ファツィオリは、大屋根を開ける角度が通常とはわずかに異なっているのが「おや」と思いました。
一般的に大屋根に対して突上棒の角度は、だいたい90°すなわち直角であることがほぼ常識のようになっていますが、それよりもさらに大きく開いているのが目に止まりました。
大屋根を開く角度によって音が変わるというのはあるようで、一時期、突上棒に延長部を継ぎ足す、あるいは突上棒じたいを長いものに取り替えるなどしたピアノが使われているのを見たことはあったけれど、まさかコンクールの舞台で目にするとは思いませんでした。
これは演奏者の希望でないことは明らかだから、メーカーの判断によるものであるのは疑えません。
より良い響きを得るための方策のひとつであるのだろうし、そこは自由なのかもしれないけれど、ピアノという楽器は黒くて大きな図体であるだけに、その姿は少しの加減でグロテスクにもなるし、音も大屋根への反射角度の加減なのか少し生々しさが増すようで、個人的にあまり好きではありません。
楽器に対するコンクール側の規定があるのかどうか、そこまで細かい制限はないのかもしれないし、突上棒の先を継ぎ足したりすればマズいかもしれないけれど、メーカーがはじめから長い突上棒を組み込んでくるなら、よほど極端でない限りお咎めナシなのか、、、。
*
ピアノメーカーの名前は伏せますが、あるピアノははじめあまりに音がきつく、いささか不快に感じました。
それでなくても、最近のピアノはどれもパンパン鳴るし、美しさを損なわないギリギリのところで踏みとどまっている感じがありますが、あきらかにその一線を超えてしまっている印象でした。

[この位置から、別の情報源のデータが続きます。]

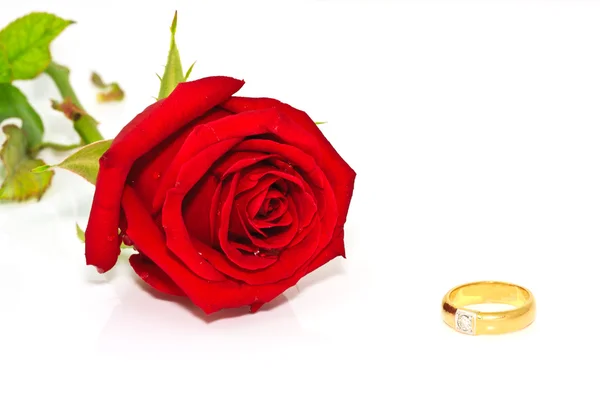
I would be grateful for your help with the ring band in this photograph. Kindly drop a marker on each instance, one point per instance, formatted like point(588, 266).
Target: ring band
point(457, 314)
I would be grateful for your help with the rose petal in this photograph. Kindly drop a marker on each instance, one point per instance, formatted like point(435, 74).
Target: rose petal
point(249, 262)
point(197, 208)
point(178, 238)
point(232, 127)
point(338, 172)
point(154, 276)
point(143, 133)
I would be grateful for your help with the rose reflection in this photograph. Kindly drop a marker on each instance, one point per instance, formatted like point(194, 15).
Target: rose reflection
point(145, 319)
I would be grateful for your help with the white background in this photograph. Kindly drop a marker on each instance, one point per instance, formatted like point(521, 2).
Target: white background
point(474, 127)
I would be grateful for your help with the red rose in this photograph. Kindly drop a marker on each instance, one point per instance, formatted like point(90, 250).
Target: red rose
point(229, 200)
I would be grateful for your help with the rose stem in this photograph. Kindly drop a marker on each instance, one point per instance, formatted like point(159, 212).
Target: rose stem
point(86, 126)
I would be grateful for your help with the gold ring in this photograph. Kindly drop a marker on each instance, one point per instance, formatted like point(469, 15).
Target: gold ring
point(459, 313)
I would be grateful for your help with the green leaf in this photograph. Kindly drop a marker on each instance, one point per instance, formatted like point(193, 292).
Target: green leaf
point(4, 66)
point(26, 43)
point(84, 162)
point(20, 183)
point(14, 104)
point(173, 74)
point(109, 91)
point(187, 74)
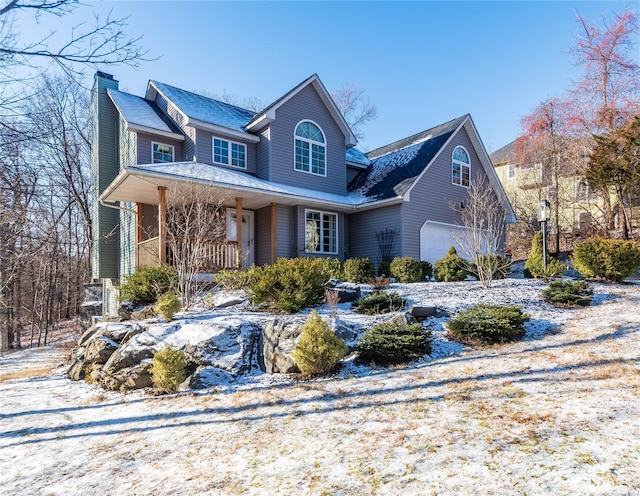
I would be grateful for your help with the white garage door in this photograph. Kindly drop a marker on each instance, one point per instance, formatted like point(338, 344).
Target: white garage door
point(437, 238)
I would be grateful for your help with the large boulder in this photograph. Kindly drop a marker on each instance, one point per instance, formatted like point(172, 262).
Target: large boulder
point(229, 345)
point(278, 340)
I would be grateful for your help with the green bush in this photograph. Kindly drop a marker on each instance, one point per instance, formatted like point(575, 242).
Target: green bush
point(167, 306)
point(499, 266)
point(389, 343)
point(234, 278)
point(358, 270)
point(568, 293)
point(318, 349)
point(488, 324)
point(289, 284)
point(609, 259)
point(451, 268)
point(378, 302)
point(168, 369)
point(407, 269)
point(146, 285)
point(535, 262)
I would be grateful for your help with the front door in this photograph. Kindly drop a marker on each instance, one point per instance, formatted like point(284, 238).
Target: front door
point(247, 234)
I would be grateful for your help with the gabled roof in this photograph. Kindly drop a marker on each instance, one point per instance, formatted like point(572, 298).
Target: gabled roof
point(268, 114)
point(395, 167)
point(142, 115)
point(203, 111)
point(506, 154)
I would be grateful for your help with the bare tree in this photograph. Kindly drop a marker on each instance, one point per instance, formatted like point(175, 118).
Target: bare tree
point(482, 219)
point(355, 107)
point(195, 228)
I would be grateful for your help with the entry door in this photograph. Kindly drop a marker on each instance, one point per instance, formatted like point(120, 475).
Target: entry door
point(247, 234)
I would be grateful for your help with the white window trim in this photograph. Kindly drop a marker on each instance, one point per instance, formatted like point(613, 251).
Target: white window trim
point(311, 142)
point(230, 142)
point(322, 213)
point(461, 164)
point(173, 152)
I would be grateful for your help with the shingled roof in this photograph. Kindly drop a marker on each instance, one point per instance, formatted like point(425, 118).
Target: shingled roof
point(395, 167)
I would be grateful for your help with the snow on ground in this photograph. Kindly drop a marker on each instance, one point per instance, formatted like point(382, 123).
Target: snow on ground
point(555, 414)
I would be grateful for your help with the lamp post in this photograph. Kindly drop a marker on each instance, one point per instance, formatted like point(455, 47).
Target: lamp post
point(544, 213)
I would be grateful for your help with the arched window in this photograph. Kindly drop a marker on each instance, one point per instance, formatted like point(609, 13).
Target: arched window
point(461, 167)
point(310, 149)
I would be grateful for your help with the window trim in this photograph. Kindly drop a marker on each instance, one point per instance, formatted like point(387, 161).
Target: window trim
point(230, 144)
point(310, 143)
point(321, 243)
point(461, 164)
point(173, 152)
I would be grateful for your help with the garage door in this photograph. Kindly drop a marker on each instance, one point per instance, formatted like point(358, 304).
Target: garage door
point(437, 238)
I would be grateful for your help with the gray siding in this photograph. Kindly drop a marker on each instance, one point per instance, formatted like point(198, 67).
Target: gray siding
point(364, 226)
point(307, 105)
point(144, 147)
point(263, 155)
point(433, 194)
point(104, 168)
point(189, 144)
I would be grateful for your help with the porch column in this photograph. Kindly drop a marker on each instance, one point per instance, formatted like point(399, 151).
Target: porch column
point(162, 224)
point(239, 231)
point(138, 233)
point(274, 237)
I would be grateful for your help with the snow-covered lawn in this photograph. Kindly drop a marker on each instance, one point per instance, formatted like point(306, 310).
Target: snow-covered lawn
point(556, 414)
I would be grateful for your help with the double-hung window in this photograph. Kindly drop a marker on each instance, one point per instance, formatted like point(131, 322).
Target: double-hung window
point(461, 167)
point(320, 232)
point(229, 153)
point(162, 153)
point(310, 149)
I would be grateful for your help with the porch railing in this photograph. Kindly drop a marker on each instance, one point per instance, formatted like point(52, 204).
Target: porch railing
point(212, 254)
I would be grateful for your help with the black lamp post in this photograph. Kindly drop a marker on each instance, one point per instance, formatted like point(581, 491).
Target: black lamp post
point(544, 213)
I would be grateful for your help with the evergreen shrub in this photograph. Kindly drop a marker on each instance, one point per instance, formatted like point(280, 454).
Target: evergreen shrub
point(167, 306)
point(408, 269)
point(390, 343)
point(378, 302)
point(289, 284)
point(146, 285)
point(451, 268)
point(488, 324)
point(318, 349)
point(535, 263)
point(609, 259)
point(168, 369)
point(568, 293)
point(358, 270)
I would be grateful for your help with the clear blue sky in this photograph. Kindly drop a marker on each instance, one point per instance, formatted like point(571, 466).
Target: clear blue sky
point(421, 63)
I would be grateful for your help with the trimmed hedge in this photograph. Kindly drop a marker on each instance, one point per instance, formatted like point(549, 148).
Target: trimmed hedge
point(568, 294)
point(488, 324)
point(389, 343)
point(609, 259)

すると翌日には早くも修正されて、前日より明らかにしっとりまろやかに、まともになっていることにおどろきつつ、その前に弾かされたコンテスタントがいかにも気の毒に思えました。
*
メーカー別では、スタインウェイがやはり最多であるのは相変わらずですが、今回はカワイを選ぶ人が想像をはるかに上回るほど多く、それだけ高い評価を得ているという印象でした。
ショパンコンクールでは、楽器メーカーの戦いでもあることはもはや多くの知るところで、こちらのバトルも熾烈であろうし、そこへ今回からベヒシュタインまで参入してきたのだから、見ているぶんには面白いけれど、関係者はさぞ大変だろうなぁ!とご苦労もお察しするところです。

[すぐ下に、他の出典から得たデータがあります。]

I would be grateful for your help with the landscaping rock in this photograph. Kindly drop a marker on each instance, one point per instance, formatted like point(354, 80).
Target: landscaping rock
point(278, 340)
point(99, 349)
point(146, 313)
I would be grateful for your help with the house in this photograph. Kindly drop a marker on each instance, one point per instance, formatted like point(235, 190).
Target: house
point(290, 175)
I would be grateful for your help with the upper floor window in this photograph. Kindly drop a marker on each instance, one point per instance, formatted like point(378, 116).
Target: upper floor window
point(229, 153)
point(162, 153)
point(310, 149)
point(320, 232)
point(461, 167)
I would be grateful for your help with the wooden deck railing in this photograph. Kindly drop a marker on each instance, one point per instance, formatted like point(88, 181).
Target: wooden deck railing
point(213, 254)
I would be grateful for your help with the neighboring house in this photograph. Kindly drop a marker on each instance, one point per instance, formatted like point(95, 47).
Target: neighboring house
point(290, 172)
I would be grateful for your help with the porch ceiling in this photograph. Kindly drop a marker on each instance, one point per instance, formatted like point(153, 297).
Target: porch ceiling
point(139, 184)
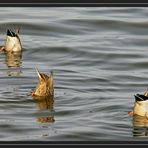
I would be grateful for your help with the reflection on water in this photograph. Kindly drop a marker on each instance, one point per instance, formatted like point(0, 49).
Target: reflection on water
point(13, 62)
point(140, 126)
point(43, 104)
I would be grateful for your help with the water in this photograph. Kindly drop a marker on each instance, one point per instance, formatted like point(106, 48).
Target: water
point(99, 57)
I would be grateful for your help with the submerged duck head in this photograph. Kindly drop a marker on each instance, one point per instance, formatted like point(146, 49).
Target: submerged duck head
point(141, 104)
point(13, 42)
point(45, 85)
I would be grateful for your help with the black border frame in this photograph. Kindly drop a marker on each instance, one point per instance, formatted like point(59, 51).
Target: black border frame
point(73, 3)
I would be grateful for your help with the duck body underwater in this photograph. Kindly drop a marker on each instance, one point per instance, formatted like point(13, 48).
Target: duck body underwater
point(12, 42)
point(45, 85)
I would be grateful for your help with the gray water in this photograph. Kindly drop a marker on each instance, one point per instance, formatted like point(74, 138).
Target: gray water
point(99, 57)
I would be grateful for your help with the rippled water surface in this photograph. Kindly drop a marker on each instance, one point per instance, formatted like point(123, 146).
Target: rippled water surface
point(99, 57)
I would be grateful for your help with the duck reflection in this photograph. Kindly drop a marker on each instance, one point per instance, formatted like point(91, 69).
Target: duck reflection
point(45, 103)
point(13, 62)
point(140, 126)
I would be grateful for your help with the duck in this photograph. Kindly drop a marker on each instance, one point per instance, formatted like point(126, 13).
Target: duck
point(45, 86)
point(141, 105)
point(12, 42)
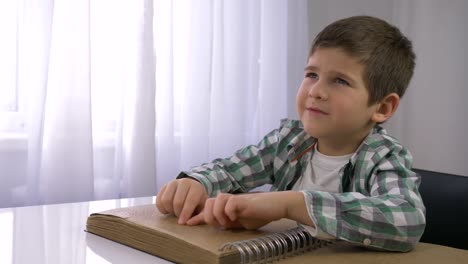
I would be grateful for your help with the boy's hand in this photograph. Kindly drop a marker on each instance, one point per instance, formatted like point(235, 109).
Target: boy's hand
point(252, 211)
point(182, 198)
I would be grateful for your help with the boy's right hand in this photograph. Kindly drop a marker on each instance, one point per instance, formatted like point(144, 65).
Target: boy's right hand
point(182, 198)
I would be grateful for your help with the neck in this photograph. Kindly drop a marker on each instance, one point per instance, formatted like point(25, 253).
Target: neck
point(339, 146)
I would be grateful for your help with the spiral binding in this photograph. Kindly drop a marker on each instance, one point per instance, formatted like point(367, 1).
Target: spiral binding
point(275, 246)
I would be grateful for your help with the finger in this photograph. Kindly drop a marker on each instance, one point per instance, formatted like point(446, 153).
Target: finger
point(193, 199)
point(196, 220)
point(236, 207)
point(208, 212)
point(159, 203)
point(168, 197)
point(218, 209)
point(180, 197)
point(231, 209)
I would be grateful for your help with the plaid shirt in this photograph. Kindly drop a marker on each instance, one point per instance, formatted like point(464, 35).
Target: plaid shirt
point(378, 204)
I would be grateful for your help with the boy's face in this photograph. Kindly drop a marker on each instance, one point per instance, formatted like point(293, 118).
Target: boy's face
point(332, 101)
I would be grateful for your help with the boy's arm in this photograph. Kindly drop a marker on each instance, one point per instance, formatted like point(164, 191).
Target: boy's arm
point(390, 217)
point(253, 210)
point(248, 168)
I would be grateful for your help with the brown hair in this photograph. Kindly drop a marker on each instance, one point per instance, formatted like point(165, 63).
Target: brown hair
point(387, 55)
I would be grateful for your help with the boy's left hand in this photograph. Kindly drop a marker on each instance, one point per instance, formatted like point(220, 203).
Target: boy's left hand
point(249, 211)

カワイの人気には納得するところがあって、むかしはずいぶん野暮天であったのが、近年は見違えるほど磨かれてきて、今回はそこに腰のすわった風格さえ漂っていて、弾く側の信頼感が一気に広がったらしいように感じました。
スタインウェイようなりんりんとした美音ではないけれど、やや重いファツィオリとの、中間といった役どころといったところでしょうか?
今回ヤマハは振るわなかったようでした。
量産モデルにも通じるヤマハサウンドは完成度も高く、それを好む人も少なくない立派なピアノとは思うけれど、ここ最近の流れからすると、必ずしも最新トレンドではなかったのか、近い将来さらに磨きのかかった新たなヤマハが出てくるのだろうと思います。
ピアノメーカーのショパンコンクールも、その攻防は相当おもしろいと思うので、ぜひとも映像作品や書籍にしてほしいしいところ。
F1やル・マンなども、レーサーとマシン、いずれにもそれをめぐる様々なドラマがあるのだから、ピアノもいっそそのようにしていただきたいものです。
コンテスタントにとって、ピアノ選びは人生をかけた勝負のステージで苦楽を共にする相棒を決める場面ですが、このときばかりは立場が代わってコンテスタント達がピアノの審査員になっていることも面白いことだと思います。
楽器メーカーにとっては、2階席中央に陣取る審査員たちより、若い彼らの判断に祈るような気持ちでしょうが、もしや今どきのことだから、それよりももっと前に水面下のヘンな取り決めがあるのか、、、まあそのあたりは疑り出したらキリがありませんが、とりあえず純粋な選択と思っておきたいところです。